Verletzung der Verschwiegenheitspflicht bei der Abrechnung ärztlicher Leistungen

Krankenhäuser und niedergelassene Ärzte nutzen zur bequemen Abrechnung ihres Honorars oftmals die Dienstleistung von Abrechnungsstellen und treten ihre Forderungen gegenüber dem Patienten an diese ab. Ein kürzlich vor dem Landgericht Mannheim entschiedener Prozess zeigt, dass durch die Weiterleitung sensibler Patientendaten an eine Abrechnungsstelle die ärztliche Schweigepflicht gemäß § 203 Abs.1 Nr.1 StGB verletzt sein kann.

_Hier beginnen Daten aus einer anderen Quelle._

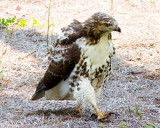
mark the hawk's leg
[73,77,109,120]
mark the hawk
[31,12,121,119]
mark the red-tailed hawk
[31,12,121,119]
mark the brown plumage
[31,12,121,119]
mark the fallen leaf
[16,5,21,11]
[2,48,7,56]
[5,79,10,83]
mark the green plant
[135,105,142,119]
[0,16,16,26]
[47,0,52,50]
[0,69,4,78]
[33,18,42,27]
[128,106,132,116]
[143,122,160,128]
[100,123,103,128]
[118,121,127,128]
[111,0,113,10]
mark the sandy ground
[0,0,160,128]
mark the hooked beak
[114,26,121,32]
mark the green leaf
[33,18,42,27]
[0,70,4,78]
[18,20,27,27]
[100,123,103,128]
[135,105,142,119]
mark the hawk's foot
[97,112,111,120]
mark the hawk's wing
[32,44,80,100]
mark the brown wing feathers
[31,44,80,100]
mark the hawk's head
[84,12,121,39]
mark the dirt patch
[0,0,160,128]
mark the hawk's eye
[104,23,111,27]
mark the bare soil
[0,0,160,128]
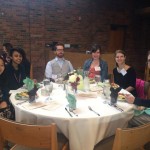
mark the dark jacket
[83,59,108,82]
[6,63,26,90]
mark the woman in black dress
[113,50,136,96]
[0,57,15,120]
[6,48,27,90]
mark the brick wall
[0,0,150,80]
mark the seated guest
[83,44,108,82]
[19,48,31,78]
[1,43,13,65]
[125,51,150,127]
[113,50,136,96]
[45,43,73,80]
[0,57,15,120]
[6,48,26,90]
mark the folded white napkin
[22,102,47,110]
[43,101,62,111]
[76,92,97,98]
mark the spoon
[88,106,100,116]
[69,109,78,117]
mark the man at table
[45,43,73,80]
[125,51,150,127]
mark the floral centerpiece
[23,77,40,102]
[66,71,83,110]
[68,72,83,92]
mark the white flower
[69,74,77,83]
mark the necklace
[14,73,21,83]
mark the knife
[65,107,73,117]
[88,106,100,116]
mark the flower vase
[66,85,77,110]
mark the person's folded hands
[125,94,135,104]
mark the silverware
[69,109,78,117]
[114,105,124,112]
[108,104,124,112]
[16,100,29,105]
[88,106,100,116]
[65,107,73,117]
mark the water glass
[45,83,53,99]
[43,79,50,86]
[95,75,101,83]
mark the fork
[108,104,124,112]
[88,106,100,116]
[16,100,28,105]
[69,109,78,117]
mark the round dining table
[10,83,134,150]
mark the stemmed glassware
[45,82,53,100]
[103,80,111,103]
[95,75,101,85]
[43,79,53,100]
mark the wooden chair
[0,118,67,150]
[113,124,150,150]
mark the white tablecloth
[10,84,134,150]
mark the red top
[89,67,100,78]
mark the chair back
[0,118,58,150]
[113,124,150,150]
[136,78,150,99]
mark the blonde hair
[115,49,126,56]
[115,49,126,67]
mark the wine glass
[45,82,53,100]
[43,79,50,86]
[95,75,101,85]
[103,80,111,103]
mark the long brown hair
[115,49,126,67]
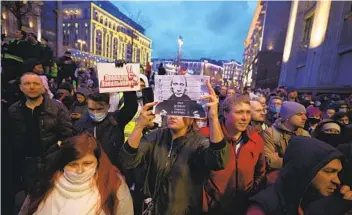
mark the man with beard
[9,73,73,211]
[263,102,310,170]
[246,137,352,215]
[155,75,205,118]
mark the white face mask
[64,167,97,184]
[88,111,108,122]
[196,120,207,128]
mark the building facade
[223,61,242,87]
[241,1,291,88]
[58,1,152,66]
[152,58,223,83]
[280,1,352,93]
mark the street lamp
[77,39,86,51]
[177,36,183,67]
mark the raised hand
[201,81,219,118]
[137,102,158,128]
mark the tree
[122,6,152,30]
[1,1,43,29]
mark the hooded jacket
[247,136,343,215]
[263,118,310,170]
[312,120,348,147]
[119,128,228,215]
[199,124,265,215]
[70,87,91,123]
[75,91,138,168]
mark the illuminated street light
[77,39,86,51]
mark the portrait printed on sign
[154,75,209,118]
[97,63,140,93]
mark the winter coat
[119,128,229,215]
[70,87,91,122]
[75,91,138,169]
[9,97,73,191]
[263,118,310,170]
[9,97,73,153]
[200,124,265,215]
[247,136,343,215]
[312,120,351,147]
[54,89,75,110]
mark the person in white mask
[74,91,138,171]
[19,133,133,215]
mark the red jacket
[203,124,265,214]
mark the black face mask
[219,95,226,100]
[317,132,343,147]
[308,118,320,125]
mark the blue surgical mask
[88,111,108,122]
[137,91,143,99]
[64,167,96,184]
[270,106,281,113]
[339,108,347,113]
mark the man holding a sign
[120,81,229,215]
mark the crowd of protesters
[1,31,352,215]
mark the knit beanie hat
[321,122,341,132]
[280,101,306,120]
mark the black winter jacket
[119,129,228,215]
[251,136,343,215]
[75,91,138,168]
[9,96,73,154]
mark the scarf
[34,176,104,215]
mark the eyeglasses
[21,82,42,87]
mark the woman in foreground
[20,134,133,215]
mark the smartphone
[142,87,154,110]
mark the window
[95,30,103,55]
[302,14,314,42]
[113,37,118,59]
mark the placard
[97,63,140,93]
[154,75,209,118]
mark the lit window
[303,14,314,42]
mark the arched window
[112,37,119,59]
[95,30,103,55]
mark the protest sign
[97,63,140,93]
[154,75,209,118]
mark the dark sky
[113,1,257,62]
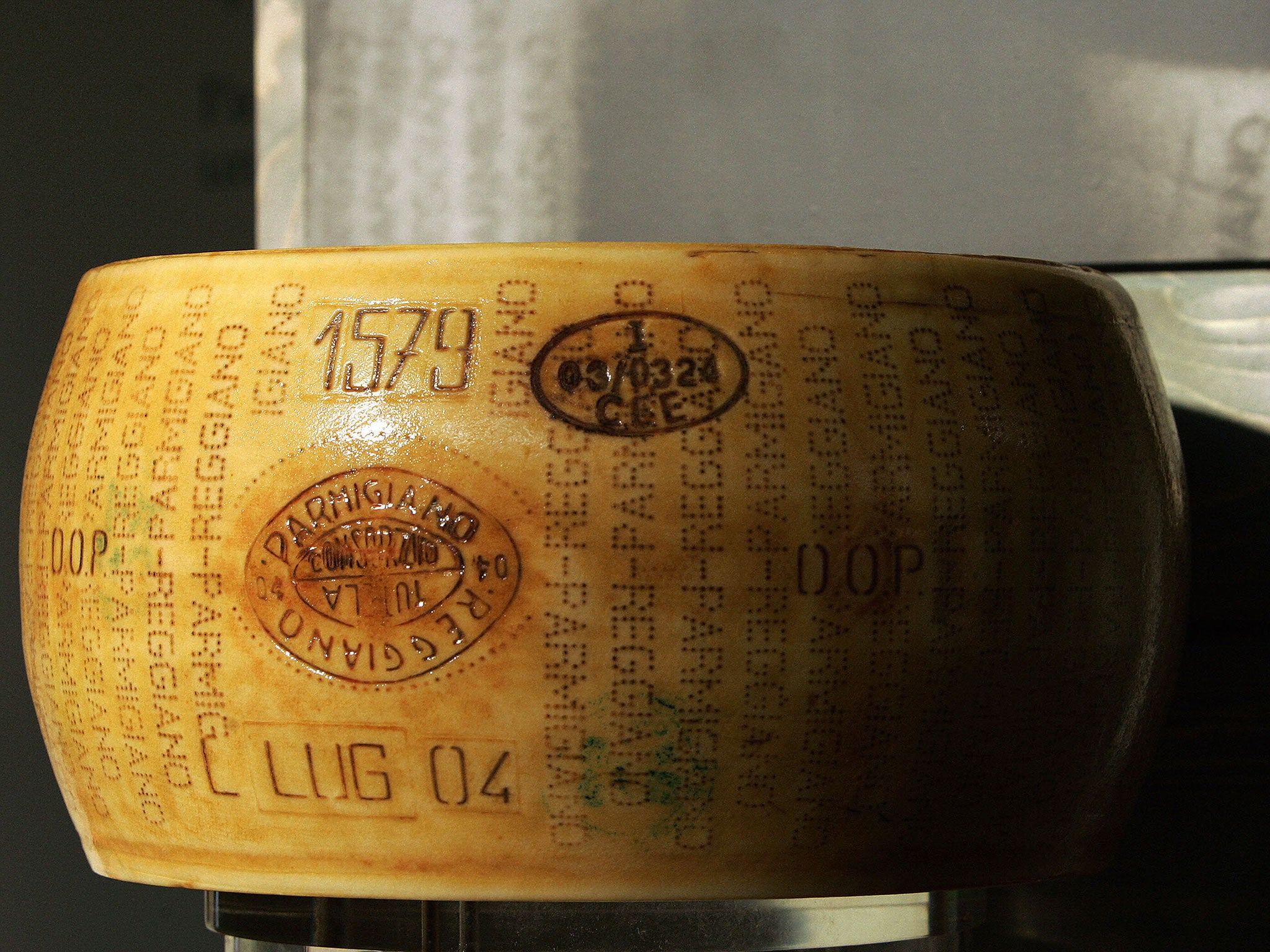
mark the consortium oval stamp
[530,311,749,437]
[244,466,521,684]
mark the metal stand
[206,892,980,952]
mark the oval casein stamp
[245,466,521,684]
[530,311,749,437]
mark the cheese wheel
[20,244,1185,900]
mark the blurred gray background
[0,0,1270,952]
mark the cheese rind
[20,245,1185,900]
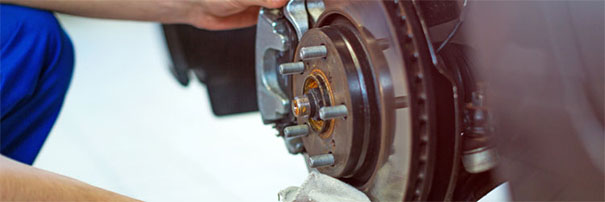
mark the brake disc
[256,0,496,201]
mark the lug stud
[284,124,309,138]
[319,105,349,120]
[300,46,328,60]
[309,154,334,168]
[279,62,305,75]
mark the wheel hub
[292,18,380,184]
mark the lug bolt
[309,154,334,168]
[284,124,309,138]
[279,62,305,75]
[319,105,349,120]
[300,46,328,60]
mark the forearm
[0,0,196,23]
[0,156,134,201]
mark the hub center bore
[283,16,380,186]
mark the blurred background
[34,15,509,201]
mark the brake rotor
[289,1,455,201]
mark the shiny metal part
[309,154,334,168]
[307,0,326,24]
[462,147,498,173]
[300,46,328,60]
[284,124,311,138]
[279,62,305,75]
[284,137,305,154]
[284,0,309,40]
[256,8,293,123]
[319,105,349,120]
[292,95,311,119]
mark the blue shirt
[0,4,74,164]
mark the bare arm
[0,155,135,201]
[0,0,287,30]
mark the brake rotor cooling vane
[256,0,496,201]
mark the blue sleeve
[0,4,74,164]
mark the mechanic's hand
[189,0,288,30]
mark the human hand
[187,0,288,30]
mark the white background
[34,15,507,201]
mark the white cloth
[278,171,370,202]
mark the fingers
[192,6,260,30]
[235,0,288,8]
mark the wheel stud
[309,154,334,168]
[319,105,349,120]
[300,46,328,60]
[284,124,309,138]
[279,62,305,75]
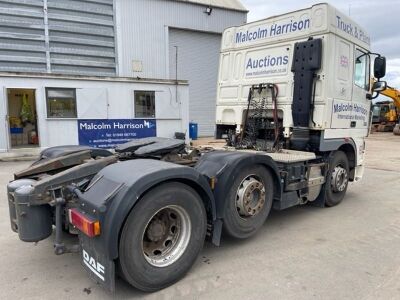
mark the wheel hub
[331,166,349,192]
[236,176,265,217]
[146,220,166,242]
[142,206,191,267]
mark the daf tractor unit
[7,4,386,291]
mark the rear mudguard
[195,151,282,219]
[77,159,216,260]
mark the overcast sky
[241,0,400,89]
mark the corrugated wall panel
[47,0,116,76]
[0,0,46,72]
[169,29,221,136]
[0,0,116,76]
[116,0,247,79]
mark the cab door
[350,46,371,130]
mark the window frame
[353,47,371,91]
[133,90,156,119]
[45,87,78,119]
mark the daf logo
[82,250,105,281]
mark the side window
[46,88,77,118]
[135,91,156,118]
[354,49,370,91]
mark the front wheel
[119,183,207,292]
[224,165,273,239]
[325,151,349,207]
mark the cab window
[354,49,370,91]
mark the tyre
[224,165,273,239]
[119,183,207,292]
[325,151,349,207]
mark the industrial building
[0,0,247,152]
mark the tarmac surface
[0,133,400,299]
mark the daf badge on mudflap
[82,249,105,281]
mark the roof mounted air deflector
[291,38,322,150]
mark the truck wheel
[119,183,207,292]
[224,166,273,239]
[325,151,349,207]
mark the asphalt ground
[0,134,400,299]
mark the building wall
[0,75,189,152]
[116,0,247,79]
[169,29,221,136]
[0,0,116,76]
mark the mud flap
[79,234,115,293]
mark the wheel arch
[319,137,358,181]
[338,144,357,181]
[79,159,216,259]
[196,151,282,218]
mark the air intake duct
[290,38,322,150]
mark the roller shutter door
[169,29,221,136]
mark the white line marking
[83,260,105,281]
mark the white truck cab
[216,3,383,180]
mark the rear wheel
[224,166,273,239]
[325,151,349,207]
[119,183,207,292]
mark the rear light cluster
[69,208,100,237]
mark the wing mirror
[374,56,386,80]
[372,81,387,93]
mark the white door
[169,28,221,136]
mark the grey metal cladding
[0,0,46,72]
[47,0,116,76]
[0,0,116,76]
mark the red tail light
[69,208,100,237]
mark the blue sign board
[78,119,157,149]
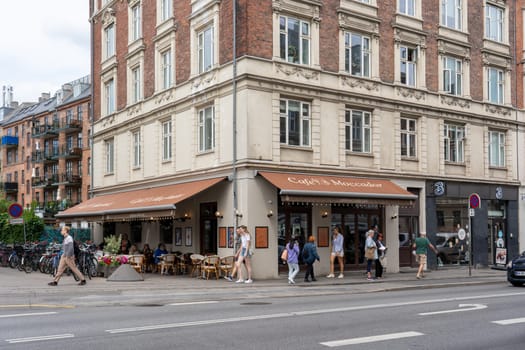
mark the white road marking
[418,304,487,316]
[320,332,424,348]
[168,300,218,306]
[5,334,75,344]
[0,311,56,318]
[106,292,525,334]
[492,317,525,326]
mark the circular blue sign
[8,203,24,218]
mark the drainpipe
[232,0,238,254]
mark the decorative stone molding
[440,95,470,109]
[396,86,425,101]
[341,76,379,91]
[485,104,511,117]
[275,63,319,80]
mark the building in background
[1,76,91,224]
[58,0,524,278]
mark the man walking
[48,226,86,286]
[412,232,437,279]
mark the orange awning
[56,177,225,220]
[258,171,417,206]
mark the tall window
[131,66,142,103]
[443,124,465,163]
[443,57,463,96]
[104,23,115,58]
[487,68,505,104]
[485,3,504,42]
[104,79,115,114]
[160,0,173,22]
[401,118,417,158]
[130,3,142,41]
[441,0,462,30]
[132,131,141,168]
[400,46,417,86]
[279,99,310,146]
[279,16,310,64]
[198,26,213,73]
[105,139,115,174]
[160,50,172,90]
[199,106,215,152]
[345,32,370,77]
[345,109,372,153]
[489,131,505,167]
[398,0,416,16]
[162,120,171,160]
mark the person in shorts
[326,226,345,278]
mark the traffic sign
[468,193,481,209]
[8,203,24,218]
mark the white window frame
[441,0,463,30]
[279,15,312,66]
[158,0,173,23]
[400,117,417,158]
[103,22,116,59]
[397,0,417,17]
[344,31,372,78]
[442,56,463,96]
[104,139,115,174]
[345,108,372,153]
[129,1,142,43]
[131,130,142,169]
[161,120,173,161]
[160,48,173,90]
[487,67,505,104]
[443,123,465,163]
[399,45,418,87]
[485,2,505,43]
[197,25,215,74]
[279,98,312,147]
[489,130,505,168]
[198,106,215,152]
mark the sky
[0,0,90,107]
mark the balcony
[54,174,82,186]
[0,182,18,193]
[31,121,60,139]
[31,149,59,164]
[31,175,58,188]
[1,136,18,148]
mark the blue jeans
[288,263,299,281]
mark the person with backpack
[285,237,299,284]
[302,235,321,282]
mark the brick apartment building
[1,76,91,224]
[55,0,524,278]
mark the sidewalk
[0,266,507,309]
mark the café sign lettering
[288,176,383,188]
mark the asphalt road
[0,283,525,350]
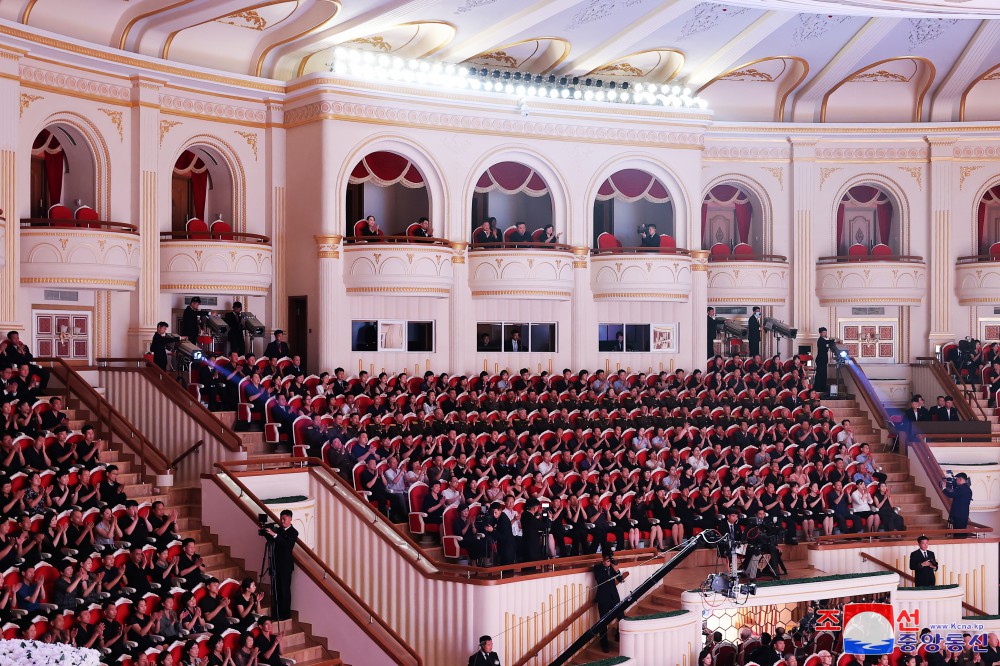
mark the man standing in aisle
[265,509,299,620]
[747,305,762,358]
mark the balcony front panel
[708,260,791,306]
[955,257,1000,305]
[160,239,274,294]
[469,248,573,301]
[590,252,691,303]
[344,243,453,298]
[21,222,140,291]
[816,259,927,306]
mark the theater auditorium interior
[0,0,1000,666]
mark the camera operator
[261,509,299,620]
[943,471,972,536]
[594,547,628,652]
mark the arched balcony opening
[170,145,233,234]
[30,123,99,220]
[835,183,902,261]
[344,150,443,242]
[471,162,564,248]
[701,183,765,261]
[593,169,677,251]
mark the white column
[315,236,344,372]
[0,49,23,330]
[129,76,171,354]
[788,137,816,352]
[689,250,710,370]
[924,137,956,355]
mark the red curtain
[45,150,65,204]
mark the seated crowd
[200,348,903,565]
[0,395,283,666]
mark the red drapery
[476,162,549,197]
[701,185,753,244]
[350,150,424,189]
[31,130,66,204]
[837,185,893,246]
[174,150,208,220]
[597,169,670,203]
[977,185,1000,254]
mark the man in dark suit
[594,550,628,652]
[264,328,289,359]
[469,636,500,666]
[222,301,247,356]
[747,305,762,357]
[705,308,719,358]
[910,534,937,587]
[181,296,201,344]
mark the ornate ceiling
[0,0,1000,122]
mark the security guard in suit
[469,636,500,666]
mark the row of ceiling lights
[331,47,708,109]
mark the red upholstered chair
[212,220,233,240]
[597,231,616,250]
[184,217,209,240]
[75,206,101,229]
[872,243,892,257]
[711,243,729,257]
[49,204,73,227]
[847,243,868,261]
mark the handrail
[469,241,573,252]
[815,523,993,550]
[858,551,989,615]
[708,254,788,264]
[514,602,593,666]
[955,254,1000,264]
[590,247,691,257]
[344,236,451,246]
[214,464,423,666]
[816,254,924,264]
[97,358,243,453]
[843,357,896,437]
[170,439,205,469]
[910,356,984,421]
[160,231,271,245]
[35,358,172,476]
[215,457,656,584]
[21,217,139,236]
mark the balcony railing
[160,231,271,245]
[816,254,924,264]
[21,217,139,235]
[344,236,450,246]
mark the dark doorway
[288,296,309,368]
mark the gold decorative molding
[18,93,44,116]
[236,130,257,162]
[347,287,451,294]
[97,107,125,141]
[899,167,924,191]
[761,167,785,190]
[819,167,842,190]
[958,164,983,190]
[160,120,181,146]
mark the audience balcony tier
[160,231,274,294]
[344,236,456,298]
[708,254,791,305]
[469,243,578,301]
[21,219,140,291]
[590,247,691,302]
[816,255,927,306]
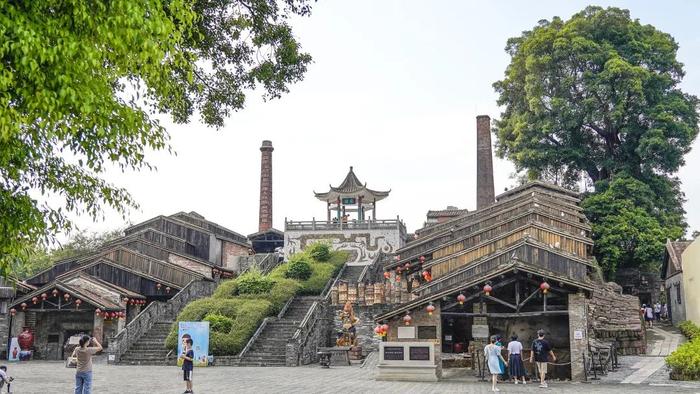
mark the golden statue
[335,301,360,346]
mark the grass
[165,251,348,356]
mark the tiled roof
[314,166,391,201]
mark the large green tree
[0,0,311,272]
[494,7,700,277]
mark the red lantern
[457,293,467,305]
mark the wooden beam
[517,289,540,312]
[440,310,569,318]
[484,295,518,310]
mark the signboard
[472,324,489,338]
[398,327,416,339]
[408,346,430,361]
[384,346,403,361]
[7,337,20,361]
[177,321,209,367]
[418,326,438,340]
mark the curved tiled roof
[314,166,391,201]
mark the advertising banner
[177,321,209,367]
[7,337,20,361]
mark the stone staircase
[119,321,173,365]
[238,297,318,367]
[339,265,366,283]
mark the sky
[63,0,700,237]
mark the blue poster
[177,321,209,367]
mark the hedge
[666,321,700,380]
[678,320,700,339]
[165,251,348,356]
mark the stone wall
[331,280,416,306]
[284,226,403,264]
[325,304,392,356]
[386,305,442,378]
[587,282,646,355]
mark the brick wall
[588,282,646,354]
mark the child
[0,365,14,393]
[180,338,194,394]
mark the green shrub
[234,270,275,295]
[203,313,233,333]
[678,320,700,339]
[165,298,273,356]
[285,260,311,280]
[306,242,331,262]
[212,279,238,298]
[666,337,700,380]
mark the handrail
[277,296,296,319]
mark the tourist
[180,338,194,394]
[71,335,102,394]
[508,334,525,384]
[644,305,654,328]
[484,335,508,391]
[530,330,557,388]
[0,365,14,393]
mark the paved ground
[9,327,700,394]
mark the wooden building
[9,212,250,359]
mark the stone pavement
[9,361,698,394]
[9,327,700,394]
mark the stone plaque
[472,324,489,338]
[418,326,437,339]
[384,346,403,361]
[398,327,416,339]
[408,346,430,361]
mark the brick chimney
[258,140,275,231]
[476,115,496,209]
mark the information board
[384,346,403,361]
[408,346,430,361]
[418,326,434,340]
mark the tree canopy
[0,0,311,272]
[494,7,700,277]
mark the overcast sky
[61,0,700,240]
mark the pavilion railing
[284,216,406,233]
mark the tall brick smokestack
[476,115,496,209]
[258,140,275,231]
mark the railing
[108,279,216,363]
[284,216,406,233]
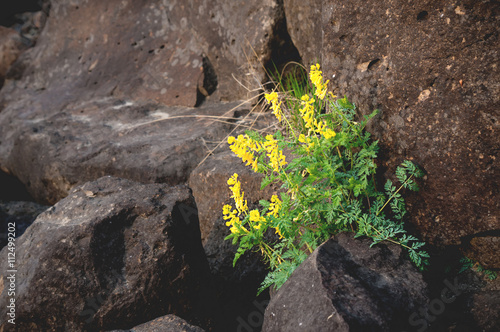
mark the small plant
[459,257,497,280]
[223,65,429,292]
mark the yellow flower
[227,134,262,172]
[267,195,281,218]
[309,64,330,100]
[275,227,283,239]
[227,173,248,214]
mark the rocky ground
[0,0,500,331]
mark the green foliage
[224,62,429,291]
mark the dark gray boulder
[0,177,215,331]
[263,233,427,332]
[0,201,49,250]
[321,0,500,260]
[109,315,205,332]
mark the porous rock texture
[0,201,48,250]
[0,26,26,88]
[262,233,427,332]
[321,0,500,268]
[0,0,298,204]
[0,176,215,331]
[109,315,205,332]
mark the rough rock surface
[0,26,26,88]
[0,0,283,106]
[263,233,427,332]
[322,0,500,268]
[109,315,205,332]
[0,201,48,250]
[0,177,215,331]
[0,96,244,204]
[471,278,500,332]
[283,0,323,66]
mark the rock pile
[0,0,500,331]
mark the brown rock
[262,233,427,332]
[0,177,215,331]
[464,236,500,269]
[0,96,244,204]
[322,0,500,254]
[0,26,26,88]
[109,315,205,332]
[283,0,323,66]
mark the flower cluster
[227,135,262,172]
[222,204,246,234]
[223,61,428,291]
[227,173,248,214]
[267,195,281,218]
[299,95,335,139]
[262,135,286,172]
[309,64,330,100]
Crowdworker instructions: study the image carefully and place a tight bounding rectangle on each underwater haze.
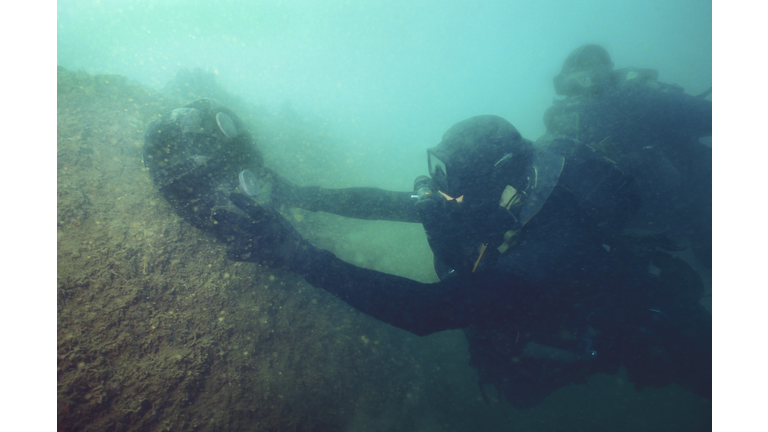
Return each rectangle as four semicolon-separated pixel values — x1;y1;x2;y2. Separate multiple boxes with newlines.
57;0;712;432
57;0;712;190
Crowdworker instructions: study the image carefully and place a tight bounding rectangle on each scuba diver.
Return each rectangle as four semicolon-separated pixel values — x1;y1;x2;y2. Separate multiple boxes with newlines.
544;45;712;269
144;100;712;408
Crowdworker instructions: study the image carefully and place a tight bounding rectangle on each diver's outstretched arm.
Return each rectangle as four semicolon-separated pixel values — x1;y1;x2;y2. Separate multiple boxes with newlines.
265;169;419;223
214;194;530;336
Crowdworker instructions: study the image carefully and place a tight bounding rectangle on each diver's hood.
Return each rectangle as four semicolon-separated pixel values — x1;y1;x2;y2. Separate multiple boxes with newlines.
517;149;565;226
142;99;263;229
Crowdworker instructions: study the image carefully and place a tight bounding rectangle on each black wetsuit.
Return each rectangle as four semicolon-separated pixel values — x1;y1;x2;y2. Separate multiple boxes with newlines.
144;100;712;407
544;68;712;268
266;139;711;407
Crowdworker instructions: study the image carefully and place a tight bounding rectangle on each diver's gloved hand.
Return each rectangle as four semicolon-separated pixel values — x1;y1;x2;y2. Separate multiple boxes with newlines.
259;167;317;208
213;194;317;272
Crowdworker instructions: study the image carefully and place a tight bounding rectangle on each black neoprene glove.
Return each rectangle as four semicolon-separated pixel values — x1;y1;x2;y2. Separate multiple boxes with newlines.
213;194;317;272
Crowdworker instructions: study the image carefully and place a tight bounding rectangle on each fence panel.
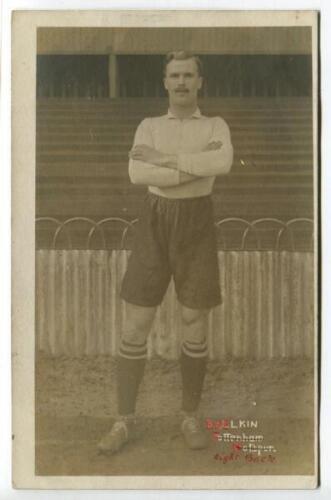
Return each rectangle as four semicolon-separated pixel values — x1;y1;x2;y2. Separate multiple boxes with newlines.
36;249;314;360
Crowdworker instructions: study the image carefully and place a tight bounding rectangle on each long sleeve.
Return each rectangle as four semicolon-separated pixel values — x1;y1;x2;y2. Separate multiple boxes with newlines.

Mit Erfolg klagte der Vater eines damals Siebenjährigen vor dem Landgericht Mannheim (Urteil vom 20.11.2014, AZ. 10 S 44/14), welches die Entscheidung des Amtsgerichts Mannheim (Urteil vom 15.05.2014, AZ. 18 C 201/13) aufhob und abänderte. In Begleitung seiner Mutter, wurde das Kind in der Ambulant eines Krankenhauses wegen einer Schnittverletzung behandelt. Eine wesentliche Bedingung für die Behandlung war die Abgabe einer Einverständniserklärung, wonach die Patientendaten an Dritte – in diesem Fall einen Abrechnungsdienstleister – weitergegeben werden durften. In der Folge verweigerte der Vater die Zahlung des in Rechnung gestellten Betrages, da die Einwilligung lediglich von der Mutter und nicht von beiden Elternteilen unterschrieben worden war.

Zivilrechtlicher Anspruch versus ärztliche Schweigepflicht

Der zivilrechtliche Rahmen schreibt Ärzten und Krankenhäusern bei der Abtretung einer Forderung an eine Abrechnungsstelle gemäß § 402 BGB vor, alle zur Geltendmachung der Forderung nötigen Auskünfte zu erteilen und die zum Beweis der Forderung dienenden Urkunden auszuhändigen. Auf diesen sind aber auch sensible Patientendaten, wie zum Beispiel Diagnoseschlüssel und Vermerke der Ärzte ersichtlich. Die Weitergabe an Dritte sei daher ohne Verletzung der ärztlichen Schweigepflicht nicht möglich, allerdings zum Zweck der Rechnungserstellung auch nicht zwingend erforderlich (BGH, Urteil vom 10.07.1991, AZ. VIII ZR 296/90). Durch eine wirksame Einwilligung des Patienten oder – im Falle eines Minderjährigen – durch dessen Eltern, kann eine Verletzung gerechtfertigt sein. Dies war hier allerdings nicht der Fall.

Das Landgericht korrigierte die Entscheidung des Amtsgerichts in erster Instanz und stellte klar, dass eine wirksame Abtretung bei einem minderjährigen Patienten nur bei Vorliegen der Einverständniserklärungen beider Elternteile vorliege. Die Einwilligung nur eines Elternteils reiche nicht aus. Das Recht, über die Verwendung der personenbezogenen Daten selbst zu bestimmten, stelle, genau wie das Recht auf körperliche Unversehrtheit, eine zentrale Ausprägung des allgemeinen Persönlichkeitsrechts nach Art. 2 GG darf. Da die Rechtsprechung bei schweren Eingriffen die Zustimmung beider Elternteile verlange, erscheine es sinnvoll, dies auch für die Weitergabe personenbezogener Gesundheitsdaten Minderjähriger gelten zu lassen.

Diese Einschränkung bei der Berufsausübung habe der Arzt bei der Interessenabwägung im Verhältnis zum möglichst hohen Schutz der Patientendaten hinzunehmen, so das Landgericht weiter. Grundlage hierfür ist ebenfalls die Entscheidung des BGH, wonach Gründe der Praktikabilität auch Sicht des Arztes keine Rechtfertigungsgründe darstellen dürfen. Hier überwiegt das Recht des Patienten auf informationelle Selbstbestimmung.

Die beklagte Abrechnungsstelle des Krankenhauses reichte Revision ein und möchte die Entscheidung des Landgerichts nun vor dem Bundesgerichtshof prüfen lassen.

Der Fall zeigt deutlich: Ist der Einsatz solcher Mittel angedacht, sollte daher in jedem Fall der Rat eines Experten eingeholt werden.